There is a short Array initialization syntax:

attributes = new Attribute[]{luck,speed,strength,etc};

1 Comment

Yeah, I was thinking about that, but I'm looking for something much more dynamic.
0
 Field[] fields =  getClass().getDeclaredFields();
 ArrayList<Attrubute> attributesList = new ArrayList<Attrubute>();
 for(Field f : fields)
 {
     if(f.getType() == Attrubute.class)
     {
         attributesList.add((Attrubute) f.get(this));
     }
 }
 attributes = attributesList.toArray(new Attrubute[0]);

4 Comments

while Reflection "solves" the problem here, it is more likely a design problem here :) And using getDeclaredFields might make it work better against non-public fields.
@mihi I can't comment on the design but using getDeclaredFields() does make sense.
one thing I don't understand is..why don't I just use the array to transfer the values, rather than the ArrayList?
@Holland array cannot grow dynamically like an ArrayList can.

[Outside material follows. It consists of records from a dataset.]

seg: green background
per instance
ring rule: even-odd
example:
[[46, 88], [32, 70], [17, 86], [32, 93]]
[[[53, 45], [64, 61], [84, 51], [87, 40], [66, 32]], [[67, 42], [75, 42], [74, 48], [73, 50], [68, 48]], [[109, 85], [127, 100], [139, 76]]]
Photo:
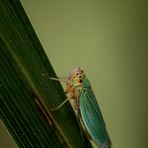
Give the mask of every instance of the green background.
[[[113, 148], [148, 147], [146, 0], [21, 0], [57, 73], [83, 67]], [[0, 147], [16, 148], [0, 122]]]

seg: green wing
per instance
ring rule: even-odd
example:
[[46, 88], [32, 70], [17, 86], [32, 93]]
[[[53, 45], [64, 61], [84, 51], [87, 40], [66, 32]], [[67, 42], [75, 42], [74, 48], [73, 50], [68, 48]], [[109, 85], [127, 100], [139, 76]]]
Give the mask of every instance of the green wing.
[[110, 148], [111, 142], [101, 110], [91, 87], [84, 87], [80, 95], [80, 113], [92, 140], [102, 148]]

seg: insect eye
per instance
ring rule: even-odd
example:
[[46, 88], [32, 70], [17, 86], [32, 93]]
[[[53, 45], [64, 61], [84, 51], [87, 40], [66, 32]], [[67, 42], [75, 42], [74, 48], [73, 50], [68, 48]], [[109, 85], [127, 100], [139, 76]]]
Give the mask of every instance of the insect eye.
[[82, 70], [81, 72], [82, 72], [82, 73], [84, 73], [84, 71], [83, 71], [83, 70]]
[[81, 78], [81, 76], [79, 76], [79, 78]]
[[79, 75], [78, 73], [76, 73], [76, 75]]
[[82, 80], [80, 80], [80, 83], [82, 83]]

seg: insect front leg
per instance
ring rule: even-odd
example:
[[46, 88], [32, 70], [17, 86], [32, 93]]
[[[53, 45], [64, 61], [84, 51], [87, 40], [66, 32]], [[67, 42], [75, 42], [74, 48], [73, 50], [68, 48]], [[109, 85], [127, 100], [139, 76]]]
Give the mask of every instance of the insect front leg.
[[59, 81], [59, 82], [64, 82], [64, 83], [71, 83], [71, 81], [69, 81], [66, 77], [58, 77], [58, 78], [53, 78], [53, 77], [49, 77], [47, 74], [43, 73], [42, 77], [46, 78], [46, 79], [50, 79], [53, 81]]

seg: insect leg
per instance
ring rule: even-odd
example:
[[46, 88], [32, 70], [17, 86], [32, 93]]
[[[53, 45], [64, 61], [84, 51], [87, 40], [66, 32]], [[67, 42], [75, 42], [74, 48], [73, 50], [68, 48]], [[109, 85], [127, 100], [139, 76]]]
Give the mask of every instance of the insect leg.
[[50, 80], [54, 80], [54, 81], [60, 81], [60, 82], [64, 82], [66, 83], [68, 80], [66, 78], [51, 78], [49, 77]]
[[51, 108], [51, 111], [55, 111], [55, 110], [60, 109], [68, 100], [69, 100], [69, 98], [67, 98], [66, 100], [64, 100], [64, 101], [63, 101], [60, 105], [58, 105], [57, 107]]
[[46, 78], [46, 79], [50, 79], [50, 80], [54, 80], [54, 81], [60, 81], [60, 82], [67, 82], [67, 78], [66, 77], [58, 77], [58, 78], [53, 78], [53, 77], [49, 77], [47, 74], [43, 73], [42, 77]]

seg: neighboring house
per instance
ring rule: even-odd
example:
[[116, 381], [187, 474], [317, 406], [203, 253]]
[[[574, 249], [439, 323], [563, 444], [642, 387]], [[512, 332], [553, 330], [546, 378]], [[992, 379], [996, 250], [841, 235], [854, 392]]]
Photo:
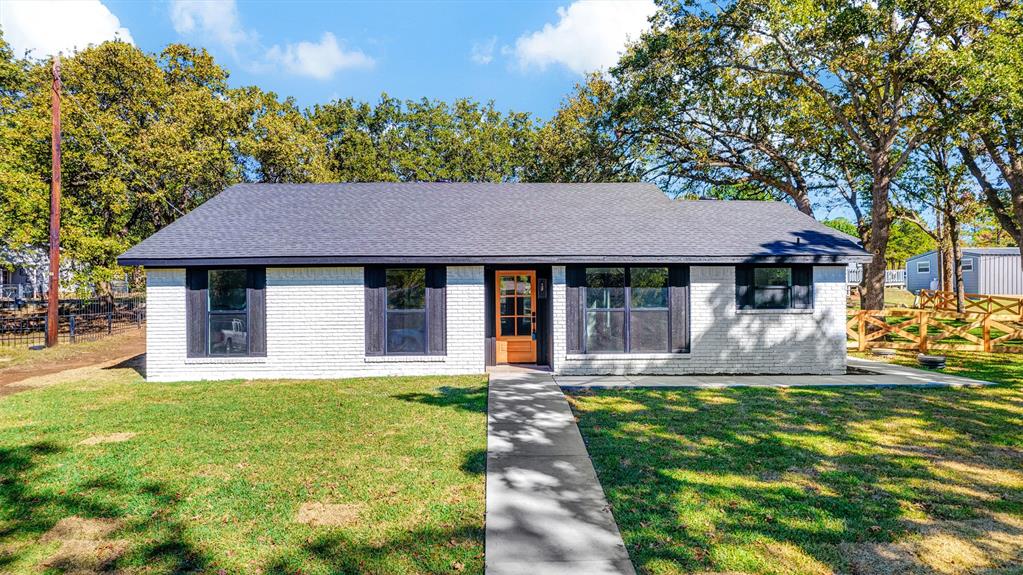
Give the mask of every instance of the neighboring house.
[[123, 254], [152, 380], [843, 373], [856, 241], [649, 184], [241, 184]]
[[[917, 293], [940, 286], [938, 252], [931, 250], [906, 261], [906, 289]], [[963, 248], [963, 287], [966, 293], [1023, 295], [1019, 248]]]

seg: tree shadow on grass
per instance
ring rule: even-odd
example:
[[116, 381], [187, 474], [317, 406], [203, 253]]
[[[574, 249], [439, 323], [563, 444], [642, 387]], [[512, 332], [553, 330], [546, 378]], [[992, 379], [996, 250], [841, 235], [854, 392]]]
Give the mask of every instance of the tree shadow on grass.
[[355, 540], [342, 529], [310, 538], [299, 549], [271, 559], [270, 575], [291, 575], [319, 564], [330, 573], [483, 573], [482, 526], [419, 528]]
[[487, 412], [487, 386], [485, 385], [478, 387], [441, 386], [432, 393], [400, 393], [391, 397], [434, 407], [453, 407], [475, 413]]
[[[109, 474], [83, 477], [68, 486], [49, 483], [50, 466], [67, 449], [37, 442], [0, 448], [0, 570], [32, 553], [32, 545], [61, 519], [112, 519], [119, 527], [111, 537], [127, 539], [127, 552], [110, 564], [184, 573], [209, 566], [210, 560], [187, 542], [185, 526], [174, 519], [177, 496], [161, 483], [126, 483]], [[51, 459], [54, 458], [54, 459]], [[142, 499], [144, 514], [130, 515], [125, 503]], [[72, 566], [73, 567], [73, 566]]]
[[735, 569], [742, 549], [740, 570], [788, 563], [798, 573], [863, 571], [851, 566], [857, 553], [902, 539], [914, 530], [907, 519], [984, 520], [1023, 541], [1023, 523], [998, 515], [1023, 518], [1023, 492], [1012, 488], [1023, 469], [1011, 435], [1020, 415], [970, 401], [983, 395], [619, 391], [572, 403], [638, 567]]

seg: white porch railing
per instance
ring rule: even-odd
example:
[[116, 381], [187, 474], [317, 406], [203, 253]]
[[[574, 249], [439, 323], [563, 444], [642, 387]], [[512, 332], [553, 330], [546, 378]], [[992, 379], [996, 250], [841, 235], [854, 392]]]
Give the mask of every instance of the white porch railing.
[[[845, 283], [856, 285], [863, 279], [863, 266], [849, 266], [845, 268]], [[885, 270], [884, 285], [889, 287], [905, 287], [906, 270]]]

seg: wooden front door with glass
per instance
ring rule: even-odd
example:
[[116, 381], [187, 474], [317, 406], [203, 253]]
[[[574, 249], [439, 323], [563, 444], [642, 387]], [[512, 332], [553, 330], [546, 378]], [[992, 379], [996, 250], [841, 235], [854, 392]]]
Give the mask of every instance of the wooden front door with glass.
[[536, 363], [536, 272], [496, 272], [497, 363]]

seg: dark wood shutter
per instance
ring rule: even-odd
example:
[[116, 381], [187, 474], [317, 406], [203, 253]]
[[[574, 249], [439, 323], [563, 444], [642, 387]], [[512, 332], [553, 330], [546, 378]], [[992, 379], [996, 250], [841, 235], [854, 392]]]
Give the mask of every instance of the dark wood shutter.
[[366, 355], [384, 355], [384, 306], [387, 305], [387, 282], [384, 268], [367, 267], [364, 276], [366, 292]]
[[447, 353], [448, 313], [447, 313], [448, 269], [444, 266], [426, 268], [426, 313], [427, 313], [427, 349], [430, 355]]
[[582, 288], [586, 283], [586, 268], [568, 266], [565, 269], [565, 351], [582, 353]]
[[792, 266], [792, 308], [813, 309], [813, 266]]
[[205, 269], [185, 270], [185, 341], [188, 357], [206, 355], [206, 288], [209, 276]]
[[249, 355], [266, 357], [266, 268], [249, 270]]
[[753, 309], [753, 266], [735, 266], [735, 308]]
[[668, 269], [668, 298], [671, 302], [671, 351], [689, 351], [689, 266]]

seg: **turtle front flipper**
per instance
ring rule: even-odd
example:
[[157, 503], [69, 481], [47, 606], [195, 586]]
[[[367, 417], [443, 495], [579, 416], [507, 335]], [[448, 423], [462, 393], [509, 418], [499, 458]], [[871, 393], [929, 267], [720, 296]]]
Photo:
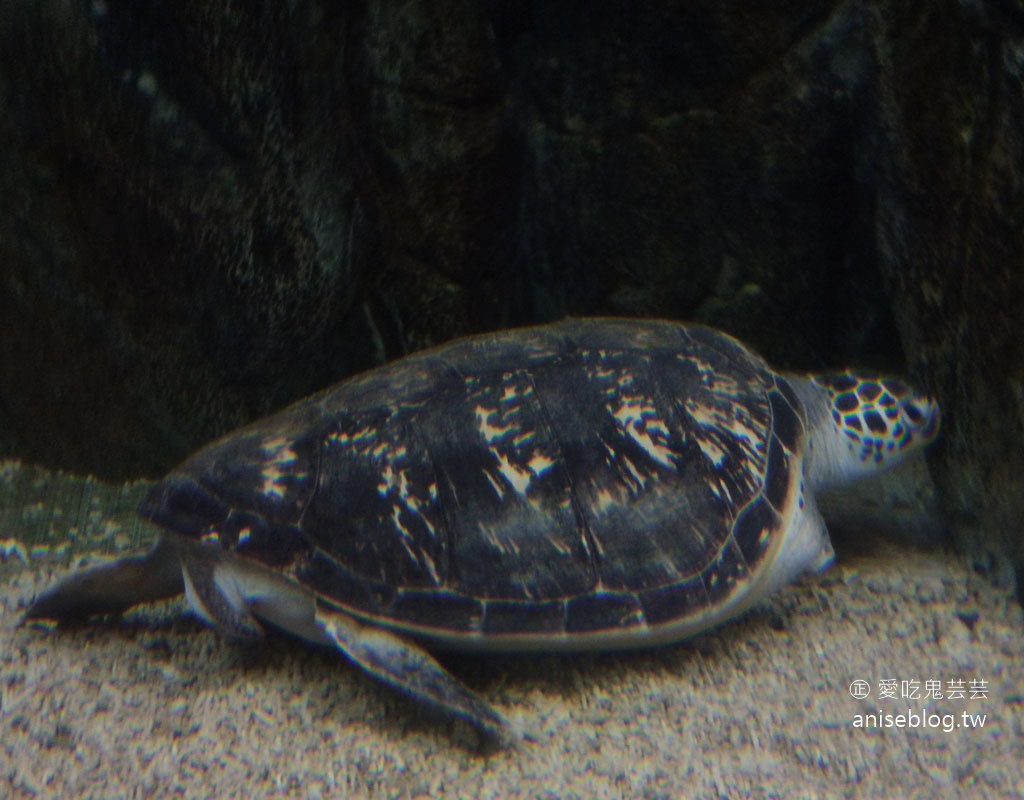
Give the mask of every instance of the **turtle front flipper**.
[[120, 614], [140, 603], [175, 597], [184, 590], [178, 548], [160, 537], [145, 555], [68, 575], [32, 602], [25, 620], [75, 622], [101, 614]]
[[508, 723], [418, 645], [383, 628], [317, 604], [317, 622], [351, 661], [372, 677], [447, 715], [469, 722], [487, 740], [512, 741]]

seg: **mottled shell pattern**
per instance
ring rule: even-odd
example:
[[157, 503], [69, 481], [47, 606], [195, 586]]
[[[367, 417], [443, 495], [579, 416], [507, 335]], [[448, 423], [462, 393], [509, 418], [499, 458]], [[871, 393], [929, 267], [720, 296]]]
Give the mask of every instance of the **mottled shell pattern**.
[[670, 638], [770, 567], [806, 426], [724, 334], [567, 320], [345, 381], [204, 448], [141, 512], [432, 640]]

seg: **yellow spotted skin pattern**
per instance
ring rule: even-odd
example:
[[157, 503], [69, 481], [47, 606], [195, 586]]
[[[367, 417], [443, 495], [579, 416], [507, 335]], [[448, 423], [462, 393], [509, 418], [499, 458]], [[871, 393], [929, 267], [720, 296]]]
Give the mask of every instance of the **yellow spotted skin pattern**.
[[884, 466], [939, 434], [939, 406], [896, 378], [841, 372], [816, 375], [828, 392], [831, 415], [847, 450], [860, 461]]

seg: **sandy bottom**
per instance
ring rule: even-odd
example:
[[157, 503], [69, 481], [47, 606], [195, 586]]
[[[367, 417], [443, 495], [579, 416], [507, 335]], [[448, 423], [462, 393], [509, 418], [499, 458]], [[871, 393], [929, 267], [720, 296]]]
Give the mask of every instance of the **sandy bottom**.
[[[338, 654], [276, 634], [241, 648], [180, 602], [19, 627], [95, 549], [86, 528], [135, 544], [121, 494], [89, 492], [76, 524], [47, 512], [47, 535], [77, 536], [56, 555], [19, 550], [27, 517], [10, 497], [0, 514], [0, 797], [1024, 796], [1024, 614], [948, 553], [840, 548], [827, 575], [677, 646], [445, 658], [518, 731], [482, 753]], [[883, 680], [896, 699], [879, 698]], [[926, 698], [934, 685], [943, 696]], [[855, 726], [879, 711], [891, 727]]]

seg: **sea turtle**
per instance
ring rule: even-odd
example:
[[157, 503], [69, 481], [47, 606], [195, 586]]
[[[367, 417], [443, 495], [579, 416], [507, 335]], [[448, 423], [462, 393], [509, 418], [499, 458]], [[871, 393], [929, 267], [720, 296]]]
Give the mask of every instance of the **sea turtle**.
[[208, 445], [139, 512], [147, 554], [60, 581], [28, 618], [184, 592], [504, 738], [422, 645], [583, 651], [676, 642], [833, 560], [814, 493], [935, 438], [887, 378], [772, 371], [698, 325], [570, 319], [462, 339]]

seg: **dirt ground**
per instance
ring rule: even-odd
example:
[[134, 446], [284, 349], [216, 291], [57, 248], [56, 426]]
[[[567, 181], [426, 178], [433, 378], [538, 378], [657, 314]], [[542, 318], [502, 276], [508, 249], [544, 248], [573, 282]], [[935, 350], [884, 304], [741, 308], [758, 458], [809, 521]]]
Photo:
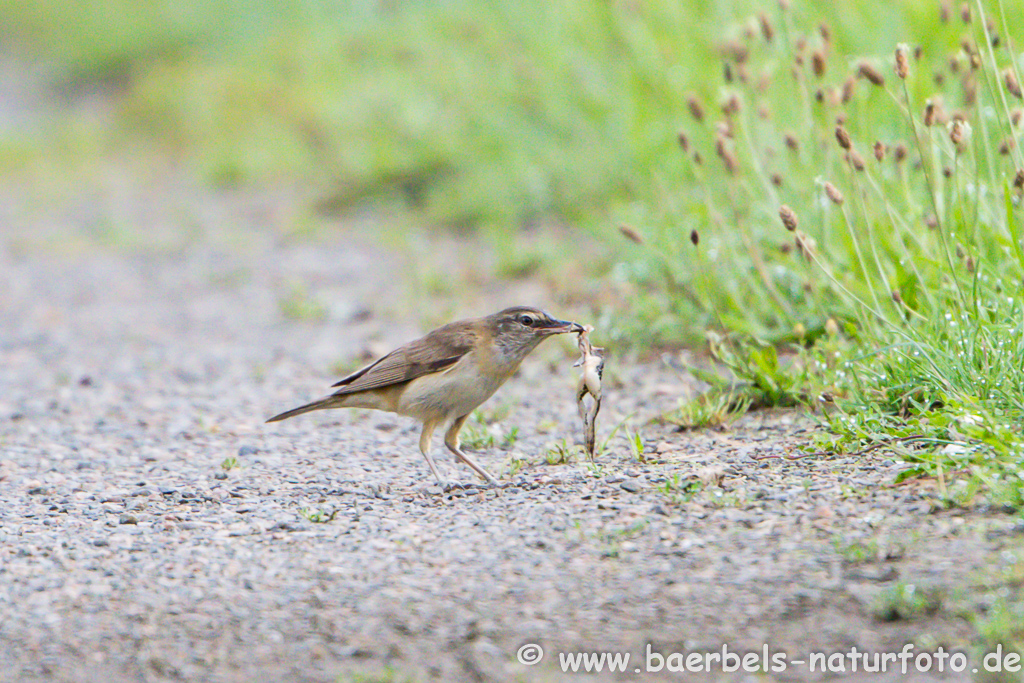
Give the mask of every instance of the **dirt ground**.
[[[442, 493], [406, 418], [263, 424], [445, 314], [575, 312], [530, 284], [419, 291], [424, 259], [458, 281], [471, 242], [381, 246], [373, 216], [297, 237], [295, 193], [148, 181], [3, 191], [0, 680], [557, 681], [577, 652], [632, 654], [593, 680], [893, 680], [798, 662], [907, 644], [970, 658], [911, 680], [978, 668], [967, 615], [1016, 571], [1018, 519], [942, 510], [884, 454], [794, 458], [800, 414], [650, 424], [695, 389], [670, 356], [611, 349], [599, 440], [622, 428], [550, 464], [581, 439], [575, 352], [541, 347], [473, 427], [500, 489]], [[723, 646], [787, 666], [647, 670], [648, 648]]]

I you are going to have fixed number of attributes, you can declare an array of that size and use it.
-1

You can use a HashMap<String,Attribute>

3 Comments

How would a HashMap help in this case?
Everyone else has code samples, maybe you could throw one in too
This is really a comment, not an answer to the question. Please use "add comment" to leave feedback for the author.